A Message Chain Circulating among Investors Questions Methodology Utilized in Election Polling

Articles claim that electoral surveys have biased samples; Datafolha explains how its samples are selected

São Paulo

Two articles written in English circulating among investors groups on WhatsApp are critical of Datafolha. Two versions, one shorter –associated with American fund management firm NCH Capital– and the other longer –written in first person without a signature–, the chains conclude that investments shouldn’t be based on electoral polls because they are skewed.

Both articles are the work of James Gulbrandsen, investment manager for NCH Capital. He says that the longer version was shared with a friend in order to get his opinion on the subject and ended up getting leaked. While the second version, which carries the company’s signature, was a rough sketch of an internal study and also leaked out.

Brazilian electronic ballot box
Brazilian electronic ballot box - Pedro Ladeira/Folhapress

According to the manager, the articles don’t reflect the opinion of the company nor his own, since the data in question was still under analysis.

The articles claim that the electoral surveys include a biased weighting of the Northeastern population with income of up to two minimum salaries, include smaller relative percentages than the general population of people who define themselves as Catholics and Evangelicals and include a larger percentage of people who identify themselves with left-wing ideas. For Gulbrandsen, these sampling errors result in skewed surveys that favor candidates like Ciro Gomes (PDT Party) and Fernando Haddad (PT Party).

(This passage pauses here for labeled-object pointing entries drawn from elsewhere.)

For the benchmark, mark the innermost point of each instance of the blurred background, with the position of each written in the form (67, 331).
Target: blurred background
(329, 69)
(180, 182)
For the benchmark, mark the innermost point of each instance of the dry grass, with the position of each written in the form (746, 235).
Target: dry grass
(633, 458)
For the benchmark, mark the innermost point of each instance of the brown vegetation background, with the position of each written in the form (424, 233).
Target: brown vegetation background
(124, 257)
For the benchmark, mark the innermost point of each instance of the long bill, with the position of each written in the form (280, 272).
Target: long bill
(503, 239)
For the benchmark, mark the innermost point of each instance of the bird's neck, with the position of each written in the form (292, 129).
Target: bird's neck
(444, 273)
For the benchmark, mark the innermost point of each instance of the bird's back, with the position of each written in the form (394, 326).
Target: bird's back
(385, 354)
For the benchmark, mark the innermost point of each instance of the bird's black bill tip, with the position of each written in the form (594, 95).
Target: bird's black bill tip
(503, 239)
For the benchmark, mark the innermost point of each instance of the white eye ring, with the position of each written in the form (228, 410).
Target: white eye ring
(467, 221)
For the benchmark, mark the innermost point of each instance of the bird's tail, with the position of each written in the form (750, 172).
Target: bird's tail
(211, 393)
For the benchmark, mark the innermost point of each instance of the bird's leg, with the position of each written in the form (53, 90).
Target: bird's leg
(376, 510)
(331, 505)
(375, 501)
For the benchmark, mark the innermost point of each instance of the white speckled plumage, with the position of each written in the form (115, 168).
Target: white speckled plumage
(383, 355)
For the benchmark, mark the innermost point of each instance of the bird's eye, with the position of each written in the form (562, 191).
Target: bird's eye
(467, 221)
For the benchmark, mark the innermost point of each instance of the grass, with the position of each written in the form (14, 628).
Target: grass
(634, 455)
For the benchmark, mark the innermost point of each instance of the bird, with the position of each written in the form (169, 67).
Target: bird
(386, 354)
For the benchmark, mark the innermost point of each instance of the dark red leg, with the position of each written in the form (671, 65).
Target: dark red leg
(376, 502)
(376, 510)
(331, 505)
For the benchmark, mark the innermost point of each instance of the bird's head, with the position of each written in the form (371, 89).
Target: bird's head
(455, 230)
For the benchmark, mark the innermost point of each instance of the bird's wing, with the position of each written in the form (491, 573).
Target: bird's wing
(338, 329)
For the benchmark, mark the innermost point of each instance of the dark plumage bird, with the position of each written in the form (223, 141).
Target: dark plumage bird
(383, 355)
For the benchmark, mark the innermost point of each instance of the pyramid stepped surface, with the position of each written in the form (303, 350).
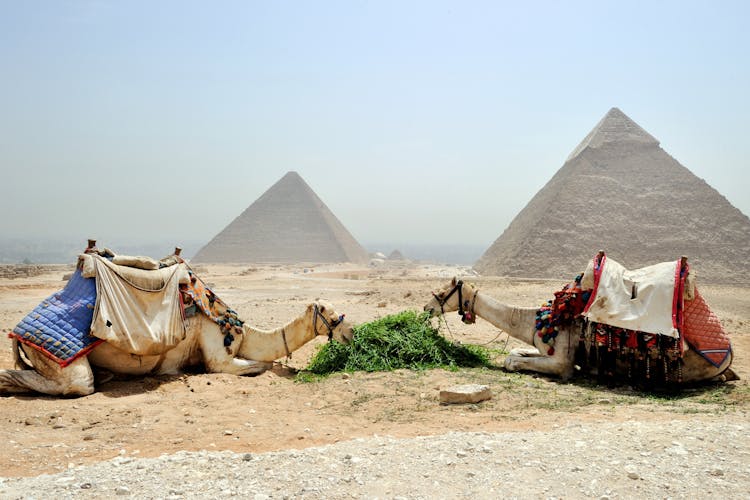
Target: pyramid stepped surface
(621, 192)
(287, 224)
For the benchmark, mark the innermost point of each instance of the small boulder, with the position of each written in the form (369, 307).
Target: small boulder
(470, 393)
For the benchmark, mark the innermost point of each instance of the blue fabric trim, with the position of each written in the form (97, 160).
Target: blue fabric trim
(60, 325)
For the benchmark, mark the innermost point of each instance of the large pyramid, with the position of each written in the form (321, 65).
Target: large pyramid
(619, 191)
(287, 224)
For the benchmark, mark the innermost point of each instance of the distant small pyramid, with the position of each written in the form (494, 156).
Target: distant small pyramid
(287, 224)
(619, 191)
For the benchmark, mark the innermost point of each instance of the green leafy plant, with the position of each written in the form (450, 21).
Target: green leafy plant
(402, 340)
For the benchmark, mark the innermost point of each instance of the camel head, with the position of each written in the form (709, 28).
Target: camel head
(455, 296)
(326, 321)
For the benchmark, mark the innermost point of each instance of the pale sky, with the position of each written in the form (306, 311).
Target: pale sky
(414, 121)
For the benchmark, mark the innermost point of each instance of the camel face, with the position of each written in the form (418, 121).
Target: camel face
(335, 325)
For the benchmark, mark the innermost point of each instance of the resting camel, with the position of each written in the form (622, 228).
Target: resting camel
(520, 323)
(252, 354)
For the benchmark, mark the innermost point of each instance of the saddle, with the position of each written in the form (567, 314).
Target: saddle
(647, 300)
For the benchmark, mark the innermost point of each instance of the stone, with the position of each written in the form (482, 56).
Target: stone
(461, 394)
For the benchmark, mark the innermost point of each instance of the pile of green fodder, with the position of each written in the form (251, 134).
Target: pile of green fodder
(403, 340)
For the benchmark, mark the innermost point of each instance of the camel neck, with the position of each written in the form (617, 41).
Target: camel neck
(270, 345)
(518, 322)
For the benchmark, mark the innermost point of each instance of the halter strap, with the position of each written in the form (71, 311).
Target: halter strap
(330, 325)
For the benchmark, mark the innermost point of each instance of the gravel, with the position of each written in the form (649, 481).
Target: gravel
(674, 459)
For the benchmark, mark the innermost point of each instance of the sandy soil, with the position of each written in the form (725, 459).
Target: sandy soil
(150, 416)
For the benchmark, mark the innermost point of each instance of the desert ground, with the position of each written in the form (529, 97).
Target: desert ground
(150, 416)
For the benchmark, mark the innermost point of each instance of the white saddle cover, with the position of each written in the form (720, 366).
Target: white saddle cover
(643, 300)
(134, 319)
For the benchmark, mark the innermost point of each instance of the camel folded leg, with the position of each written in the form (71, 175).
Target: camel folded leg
(527, 352)
(541, 364)
(47, 377)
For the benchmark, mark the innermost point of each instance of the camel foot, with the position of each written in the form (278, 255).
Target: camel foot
(103, 376)
(526, 352)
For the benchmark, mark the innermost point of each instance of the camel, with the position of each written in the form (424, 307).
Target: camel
(252, 354)
(520, 323)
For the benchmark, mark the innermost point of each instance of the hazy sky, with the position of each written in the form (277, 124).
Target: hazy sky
(414, 121)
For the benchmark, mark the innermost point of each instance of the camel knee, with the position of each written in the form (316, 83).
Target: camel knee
(79, 388)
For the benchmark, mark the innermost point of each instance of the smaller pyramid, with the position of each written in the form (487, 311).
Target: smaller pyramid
(287, 224)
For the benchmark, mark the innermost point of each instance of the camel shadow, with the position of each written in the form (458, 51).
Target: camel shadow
(670, 392)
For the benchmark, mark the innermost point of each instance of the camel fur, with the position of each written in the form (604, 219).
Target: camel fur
(520, 323)
(251, 354)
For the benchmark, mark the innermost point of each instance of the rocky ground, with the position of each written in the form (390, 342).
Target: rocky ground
(381, 435)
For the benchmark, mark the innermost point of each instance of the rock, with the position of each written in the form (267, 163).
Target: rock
(469, 393)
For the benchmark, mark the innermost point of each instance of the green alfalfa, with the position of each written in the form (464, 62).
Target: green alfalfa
(403, 340)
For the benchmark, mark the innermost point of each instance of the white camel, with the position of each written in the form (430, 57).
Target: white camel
(251, 354)
(520, 323)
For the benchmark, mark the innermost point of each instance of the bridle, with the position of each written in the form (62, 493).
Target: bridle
(330, 325)
(465, 309)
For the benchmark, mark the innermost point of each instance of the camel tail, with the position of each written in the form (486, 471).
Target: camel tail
(20, 363)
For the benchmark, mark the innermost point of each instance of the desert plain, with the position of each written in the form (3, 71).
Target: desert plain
(147, 417)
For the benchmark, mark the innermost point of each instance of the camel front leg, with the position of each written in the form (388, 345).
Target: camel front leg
(237, 366)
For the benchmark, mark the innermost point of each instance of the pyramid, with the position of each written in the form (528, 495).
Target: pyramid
(619, 191)
(287, 224)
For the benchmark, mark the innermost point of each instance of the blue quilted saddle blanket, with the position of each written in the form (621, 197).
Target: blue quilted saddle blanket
(60, 326)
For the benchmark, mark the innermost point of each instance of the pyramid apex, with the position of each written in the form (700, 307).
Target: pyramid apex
(615, 127)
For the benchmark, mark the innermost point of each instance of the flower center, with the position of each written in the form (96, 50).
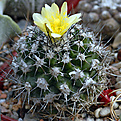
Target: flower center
(57, 21)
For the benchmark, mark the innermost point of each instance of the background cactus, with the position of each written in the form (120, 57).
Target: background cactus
(59, 76)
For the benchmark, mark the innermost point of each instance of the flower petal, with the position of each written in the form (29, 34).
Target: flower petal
(64, 9)
(55, 9)
(38, 17)
(55, 35)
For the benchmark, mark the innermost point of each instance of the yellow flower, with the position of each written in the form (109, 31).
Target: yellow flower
(53, 22)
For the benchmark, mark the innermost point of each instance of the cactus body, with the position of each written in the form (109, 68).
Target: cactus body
(63, 76)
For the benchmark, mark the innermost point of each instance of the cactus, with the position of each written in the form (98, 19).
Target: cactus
(59, 76)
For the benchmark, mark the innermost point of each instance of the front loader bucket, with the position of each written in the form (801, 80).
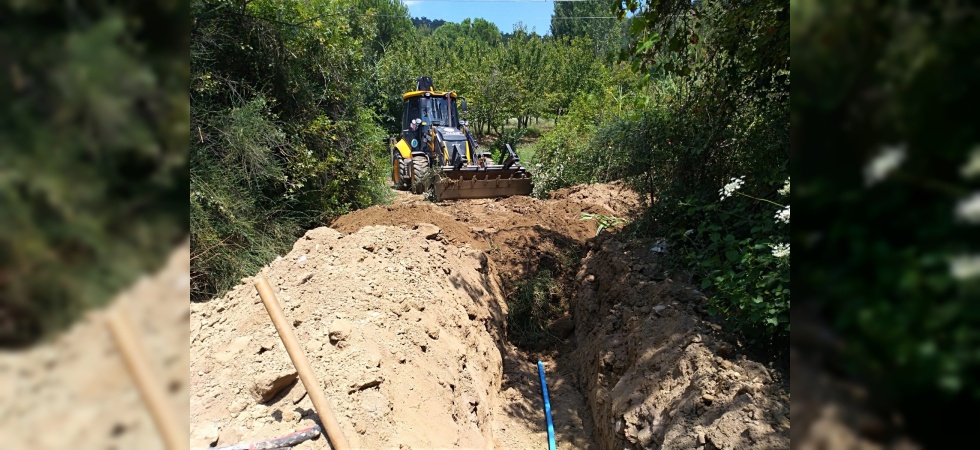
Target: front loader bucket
(493, 181)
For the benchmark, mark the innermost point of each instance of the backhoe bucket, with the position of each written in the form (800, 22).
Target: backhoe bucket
(489, 182)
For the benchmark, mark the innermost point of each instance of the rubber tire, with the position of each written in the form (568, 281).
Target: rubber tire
(420, 173)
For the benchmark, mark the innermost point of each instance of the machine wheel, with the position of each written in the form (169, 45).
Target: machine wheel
(420, 174)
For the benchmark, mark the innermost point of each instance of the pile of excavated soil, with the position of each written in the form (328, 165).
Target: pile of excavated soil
(401, 310)
(76, 391)
(401, 330)
(655, 374)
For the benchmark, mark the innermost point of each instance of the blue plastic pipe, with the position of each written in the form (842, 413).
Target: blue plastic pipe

According to Datafolha statisticians, the concepts and techniques utilized in their electoral surveys are taken directly from accepted Sampling Theory. 

“The samples are representative of the populations being surveyed and are selected through statistical criteria, based on official sources such as IBGE (Brazilian Geographic & Economic Statistics Institute) and the TSE (Superior Electoral Tribunal)”, they explain.

After being contacted by a reporter from the Folha, Gulbrandsen released a new version of the article reaffirming that the surveys are based on skewed samples and reiterating the arguments used in the previous articles.

For this investment fund manager, who makes it clear that his opinion isn’t that of NCH Capital itself, it is imprudent for investors to base financial decisions on electoral surveys. “I don’t want to offend the statisticians, but their results may be completely irrelevant”, he says.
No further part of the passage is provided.